Well, what more might a boy want than his own train? ABC learned an answer to that question. Rupert Murdoch's Fox network stacked money so high it blocked Madden's view of the sun, and he fell into Murdoch's eager embrace.
Not that Madden forgot the ABC sweethearts left at the altar. In 1998 there were reports Madden was near an agreement to move from Fox to MNF. Instead, he re-upped with Fox. That time, a twice-burned ABC publicist insisted, it was all Madden's maneuverings. "We had no interest whatsoever in him," the publicist said.

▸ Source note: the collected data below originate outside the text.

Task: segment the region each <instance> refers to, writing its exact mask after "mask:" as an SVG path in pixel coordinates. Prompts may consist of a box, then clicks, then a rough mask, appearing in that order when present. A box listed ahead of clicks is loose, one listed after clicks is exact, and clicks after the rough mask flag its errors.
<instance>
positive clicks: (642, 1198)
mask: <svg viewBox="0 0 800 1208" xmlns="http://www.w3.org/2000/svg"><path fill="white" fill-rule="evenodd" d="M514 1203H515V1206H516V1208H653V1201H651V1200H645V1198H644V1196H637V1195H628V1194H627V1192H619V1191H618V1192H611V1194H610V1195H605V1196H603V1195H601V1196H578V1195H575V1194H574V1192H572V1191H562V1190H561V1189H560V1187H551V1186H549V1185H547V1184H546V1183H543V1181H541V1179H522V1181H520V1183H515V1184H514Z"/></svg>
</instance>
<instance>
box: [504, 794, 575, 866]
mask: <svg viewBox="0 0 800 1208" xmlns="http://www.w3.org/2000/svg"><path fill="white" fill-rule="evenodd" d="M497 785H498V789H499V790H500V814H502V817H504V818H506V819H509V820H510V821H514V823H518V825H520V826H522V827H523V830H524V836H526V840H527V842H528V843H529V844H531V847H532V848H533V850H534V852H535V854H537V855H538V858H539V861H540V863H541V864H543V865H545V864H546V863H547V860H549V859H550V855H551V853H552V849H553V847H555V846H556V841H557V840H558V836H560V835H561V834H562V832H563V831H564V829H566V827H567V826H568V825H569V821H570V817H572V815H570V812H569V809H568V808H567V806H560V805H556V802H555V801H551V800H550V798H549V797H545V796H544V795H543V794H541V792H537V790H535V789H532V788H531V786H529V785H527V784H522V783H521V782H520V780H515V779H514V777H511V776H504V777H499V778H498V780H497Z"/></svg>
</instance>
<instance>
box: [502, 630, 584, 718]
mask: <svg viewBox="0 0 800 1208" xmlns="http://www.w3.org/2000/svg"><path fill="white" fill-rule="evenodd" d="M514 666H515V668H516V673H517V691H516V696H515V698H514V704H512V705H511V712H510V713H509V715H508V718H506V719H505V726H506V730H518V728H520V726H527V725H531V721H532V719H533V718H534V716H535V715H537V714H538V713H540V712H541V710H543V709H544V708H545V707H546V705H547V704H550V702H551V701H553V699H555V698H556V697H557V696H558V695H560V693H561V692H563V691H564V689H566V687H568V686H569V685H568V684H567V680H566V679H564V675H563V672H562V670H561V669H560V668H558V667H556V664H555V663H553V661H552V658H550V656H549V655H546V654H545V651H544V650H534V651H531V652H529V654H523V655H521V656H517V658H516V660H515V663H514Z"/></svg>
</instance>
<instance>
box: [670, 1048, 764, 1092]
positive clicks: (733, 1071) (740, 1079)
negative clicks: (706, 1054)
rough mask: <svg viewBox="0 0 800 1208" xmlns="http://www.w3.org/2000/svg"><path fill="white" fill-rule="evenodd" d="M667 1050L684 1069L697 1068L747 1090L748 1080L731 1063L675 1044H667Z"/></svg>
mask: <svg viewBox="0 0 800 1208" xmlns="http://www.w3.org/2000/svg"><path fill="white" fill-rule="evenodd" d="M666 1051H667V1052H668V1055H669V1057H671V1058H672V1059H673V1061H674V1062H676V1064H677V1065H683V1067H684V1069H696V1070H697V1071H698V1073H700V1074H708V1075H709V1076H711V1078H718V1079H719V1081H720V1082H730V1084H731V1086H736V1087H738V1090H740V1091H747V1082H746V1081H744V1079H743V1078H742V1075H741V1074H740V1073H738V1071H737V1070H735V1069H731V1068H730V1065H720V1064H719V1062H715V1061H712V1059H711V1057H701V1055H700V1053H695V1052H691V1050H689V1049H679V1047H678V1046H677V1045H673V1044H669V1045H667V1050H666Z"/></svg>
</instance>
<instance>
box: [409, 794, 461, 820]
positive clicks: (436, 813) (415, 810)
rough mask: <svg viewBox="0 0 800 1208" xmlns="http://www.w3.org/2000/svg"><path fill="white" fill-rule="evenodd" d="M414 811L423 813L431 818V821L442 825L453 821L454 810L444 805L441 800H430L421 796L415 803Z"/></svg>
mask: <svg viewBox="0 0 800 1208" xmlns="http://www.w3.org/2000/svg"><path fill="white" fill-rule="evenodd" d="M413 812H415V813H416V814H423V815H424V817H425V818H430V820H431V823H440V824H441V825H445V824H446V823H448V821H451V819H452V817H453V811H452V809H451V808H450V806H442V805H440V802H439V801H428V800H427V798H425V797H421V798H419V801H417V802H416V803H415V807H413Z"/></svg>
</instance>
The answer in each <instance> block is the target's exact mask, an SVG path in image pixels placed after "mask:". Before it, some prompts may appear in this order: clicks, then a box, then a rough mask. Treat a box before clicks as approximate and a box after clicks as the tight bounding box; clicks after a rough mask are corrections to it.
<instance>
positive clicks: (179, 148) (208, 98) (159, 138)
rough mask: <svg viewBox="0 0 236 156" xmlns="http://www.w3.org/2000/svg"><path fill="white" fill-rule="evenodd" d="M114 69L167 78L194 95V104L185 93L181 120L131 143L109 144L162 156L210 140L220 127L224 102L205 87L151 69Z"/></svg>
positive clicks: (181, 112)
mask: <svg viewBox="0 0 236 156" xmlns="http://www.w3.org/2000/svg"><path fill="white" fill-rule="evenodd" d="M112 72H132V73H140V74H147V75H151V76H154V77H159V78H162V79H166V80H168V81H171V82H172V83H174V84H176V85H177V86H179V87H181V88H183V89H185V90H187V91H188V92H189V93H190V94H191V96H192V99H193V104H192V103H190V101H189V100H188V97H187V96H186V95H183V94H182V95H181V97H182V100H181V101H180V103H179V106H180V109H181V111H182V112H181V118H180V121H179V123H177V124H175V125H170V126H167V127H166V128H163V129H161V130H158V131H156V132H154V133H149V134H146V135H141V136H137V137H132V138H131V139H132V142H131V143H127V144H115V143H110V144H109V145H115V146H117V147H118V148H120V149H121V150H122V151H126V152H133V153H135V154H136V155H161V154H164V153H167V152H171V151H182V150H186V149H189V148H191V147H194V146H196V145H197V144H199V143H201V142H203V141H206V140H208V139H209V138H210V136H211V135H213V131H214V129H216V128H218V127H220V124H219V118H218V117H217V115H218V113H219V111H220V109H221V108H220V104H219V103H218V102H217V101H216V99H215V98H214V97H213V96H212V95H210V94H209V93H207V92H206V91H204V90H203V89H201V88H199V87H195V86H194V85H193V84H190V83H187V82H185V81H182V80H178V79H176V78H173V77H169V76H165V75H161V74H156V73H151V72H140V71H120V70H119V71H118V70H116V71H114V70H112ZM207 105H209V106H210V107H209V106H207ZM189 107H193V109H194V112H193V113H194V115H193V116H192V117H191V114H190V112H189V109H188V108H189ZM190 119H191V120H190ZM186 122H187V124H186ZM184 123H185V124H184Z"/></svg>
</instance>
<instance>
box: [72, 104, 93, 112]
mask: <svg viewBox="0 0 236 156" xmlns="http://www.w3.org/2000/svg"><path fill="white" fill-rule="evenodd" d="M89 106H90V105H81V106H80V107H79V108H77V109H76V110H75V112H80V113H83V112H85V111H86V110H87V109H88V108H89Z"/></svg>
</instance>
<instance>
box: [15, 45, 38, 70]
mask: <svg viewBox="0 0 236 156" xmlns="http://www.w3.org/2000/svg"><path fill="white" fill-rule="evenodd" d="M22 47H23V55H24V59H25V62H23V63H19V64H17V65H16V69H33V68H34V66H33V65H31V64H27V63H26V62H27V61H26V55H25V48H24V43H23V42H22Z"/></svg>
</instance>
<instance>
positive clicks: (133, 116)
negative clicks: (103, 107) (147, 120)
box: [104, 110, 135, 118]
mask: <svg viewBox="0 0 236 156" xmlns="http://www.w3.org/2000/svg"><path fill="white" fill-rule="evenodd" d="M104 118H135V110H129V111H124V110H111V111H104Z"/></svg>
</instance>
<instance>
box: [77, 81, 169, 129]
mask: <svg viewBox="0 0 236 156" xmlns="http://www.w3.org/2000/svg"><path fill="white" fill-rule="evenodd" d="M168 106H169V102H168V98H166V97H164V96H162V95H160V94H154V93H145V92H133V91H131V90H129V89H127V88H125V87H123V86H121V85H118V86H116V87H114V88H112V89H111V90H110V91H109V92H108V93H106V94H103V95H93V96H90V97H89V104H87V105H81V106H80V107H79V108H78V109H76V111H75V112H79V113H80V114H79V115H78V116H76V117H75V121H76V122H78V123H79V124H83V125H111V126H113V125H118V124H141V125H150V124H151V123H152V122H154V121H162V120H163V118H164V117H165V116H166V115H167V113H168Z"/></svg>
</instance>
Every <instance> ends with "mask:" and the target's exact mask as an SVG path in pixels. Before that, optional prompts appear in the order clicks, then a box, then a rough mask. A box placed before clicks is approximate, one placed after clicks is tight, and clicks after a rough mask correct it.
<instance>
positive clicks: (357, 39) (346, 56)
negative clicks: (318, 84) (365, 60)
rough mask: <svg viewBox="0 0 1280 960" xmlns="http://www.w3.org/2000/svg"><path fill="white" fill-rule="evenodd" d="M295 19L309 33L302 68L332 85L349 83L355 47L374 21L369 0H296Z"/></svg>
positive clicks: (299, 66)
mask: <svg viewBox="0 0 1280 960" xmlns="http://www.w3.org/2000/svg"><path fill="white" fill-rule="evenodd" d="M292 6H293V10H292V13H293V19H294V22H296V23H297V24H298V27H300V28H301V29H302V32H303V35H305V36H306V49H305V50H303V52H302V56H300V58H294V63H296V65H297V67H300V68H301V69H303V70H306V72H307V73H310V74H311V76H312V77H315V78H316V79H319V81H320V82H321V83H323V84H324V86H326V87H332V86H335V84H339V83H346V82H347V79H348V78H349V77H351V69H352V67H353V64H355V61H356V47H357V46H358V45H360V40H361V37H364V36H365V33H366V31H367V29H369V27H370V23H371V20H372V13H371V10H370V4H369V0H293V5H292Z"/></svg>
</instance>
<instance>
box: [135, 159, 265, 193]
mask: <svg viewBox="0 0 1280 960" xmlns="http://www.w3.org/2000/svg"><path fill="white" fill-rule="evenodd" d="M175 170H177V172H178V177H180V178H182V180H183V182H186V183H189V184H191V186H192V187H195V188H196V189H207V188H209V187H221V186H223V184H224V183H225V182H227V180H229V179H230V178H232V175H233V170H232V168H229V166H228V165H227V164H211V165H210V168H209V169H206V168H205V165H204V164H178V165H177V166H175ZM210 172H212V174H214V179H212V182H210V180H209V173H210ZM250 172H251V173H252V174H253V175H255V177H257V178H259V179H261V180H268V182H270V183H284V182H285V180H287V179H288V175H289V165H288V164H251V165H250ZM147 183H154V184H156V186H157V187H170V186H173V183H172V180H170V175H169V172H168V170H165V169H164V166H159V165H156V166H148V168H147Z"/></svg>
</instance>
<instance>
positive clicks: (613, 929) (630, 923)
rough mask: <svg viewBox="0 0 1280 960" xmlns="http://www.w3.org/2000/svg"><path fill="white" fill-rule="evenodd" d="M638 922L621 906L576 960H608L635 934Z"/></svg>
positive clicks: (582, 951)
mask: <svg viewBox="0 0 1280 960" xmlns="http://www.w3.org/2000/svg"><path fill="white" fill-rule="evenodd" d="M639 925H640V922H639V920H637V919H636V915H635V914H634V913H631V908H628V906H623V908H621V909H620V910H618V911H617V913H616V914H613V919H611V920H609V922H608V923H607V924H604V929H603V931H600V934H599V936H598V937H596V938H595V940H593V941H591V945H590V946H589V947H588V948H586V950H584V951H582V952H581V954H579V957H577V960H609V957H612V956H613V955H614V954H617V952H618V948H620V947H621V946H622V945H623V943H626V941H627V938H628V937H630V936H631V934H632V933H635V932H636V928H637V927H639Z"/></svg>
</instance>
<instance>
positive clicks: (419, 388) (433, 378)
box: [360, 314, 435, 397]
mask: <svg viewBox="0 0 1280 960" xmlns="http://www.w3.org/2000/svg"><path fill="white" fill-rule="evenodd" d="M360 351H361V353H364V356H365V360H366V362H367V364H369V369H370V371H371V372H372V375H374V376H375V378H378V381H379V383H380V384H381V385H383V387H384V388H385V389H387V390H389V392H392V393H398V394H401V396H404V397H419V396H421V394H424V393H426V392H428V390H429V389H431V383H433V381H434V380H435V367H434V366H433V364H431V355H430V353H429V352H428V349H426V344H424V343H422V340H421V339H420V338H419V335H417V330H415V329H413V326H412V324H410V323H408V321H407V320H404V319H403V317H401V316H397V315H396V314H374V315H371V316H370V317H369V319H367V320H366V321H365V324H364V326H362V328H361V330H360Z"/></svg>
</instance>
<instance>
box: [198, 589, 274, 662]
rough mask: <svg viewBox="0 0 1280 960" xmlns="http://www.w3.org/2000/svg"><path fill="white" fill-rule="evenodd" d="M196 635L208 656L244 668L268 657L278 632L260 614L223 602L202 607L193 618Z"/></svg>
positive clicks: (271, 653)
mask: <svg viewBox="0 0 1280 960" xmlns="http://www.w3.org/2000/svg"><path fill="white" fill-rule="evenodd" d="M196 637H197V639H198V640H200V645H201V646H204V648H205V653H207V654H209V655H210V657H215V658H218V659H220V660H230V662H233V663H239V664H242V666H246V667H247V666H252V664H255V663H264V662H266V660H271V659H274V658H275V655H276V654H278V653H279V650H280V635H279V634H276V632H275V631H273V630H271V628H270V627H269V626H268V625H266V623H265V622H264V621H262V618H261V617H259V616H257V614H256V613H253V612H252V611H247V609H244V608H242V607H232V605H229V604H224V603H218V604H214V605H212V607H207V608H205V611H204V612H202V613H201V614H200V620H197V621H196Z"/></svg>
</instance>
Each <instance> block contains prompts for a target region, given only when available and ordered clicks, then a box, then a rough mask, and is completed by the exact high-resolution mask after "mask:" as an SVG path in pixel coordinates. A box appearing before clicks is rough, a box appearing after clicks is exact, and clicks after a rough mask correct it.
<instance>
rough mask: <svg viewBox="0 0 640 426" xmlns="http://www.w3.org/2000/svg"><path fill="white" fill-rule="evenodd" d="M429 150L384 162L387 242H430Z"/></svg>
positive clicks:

A curmudgeon would say few businesses are more cynically expedient than television. Let us say TV is an enterprise of swiftly changing dimensions in which today's expression of "no interest whatsoever" becomes tomorrow's declaration of everlasting love. It's small surprise, then, that Madden and ABC again have exchanged vows (though this time in writing).
The more interesting thing is that Al Michaels and John Madden might become the best football broadcasting team ever--or go down as just one more experiment in ABC's attempt to stop MNF's ratings slide.
"The feeling at ABC was, if there was an opportunity to get John Madden, the network had to do it," Michaels says. "John is the gold standard among football analysts and has been for a long time. What ABC is hoping is that by bringing John on board--along with the `flexible' schedule--it will help to juice the ratings. It's not just the composition of the booth that matters; there are many factors, but the certain feeling is that having John puts Monday Night Football in a better position."
Delivering on that potential is the next step. Michaels likes the idea of moving some late-season Sunday games to Monday depending on their marquee value, the "flexible schedule" suggested by NFL commissioner Paul Tagliabue. "Fox and CBS have had flexible schedules of their own, as regards starting times and second games televised in New York," Michaels says. "Monday Night Football televising meaningful games is a win-win for fans."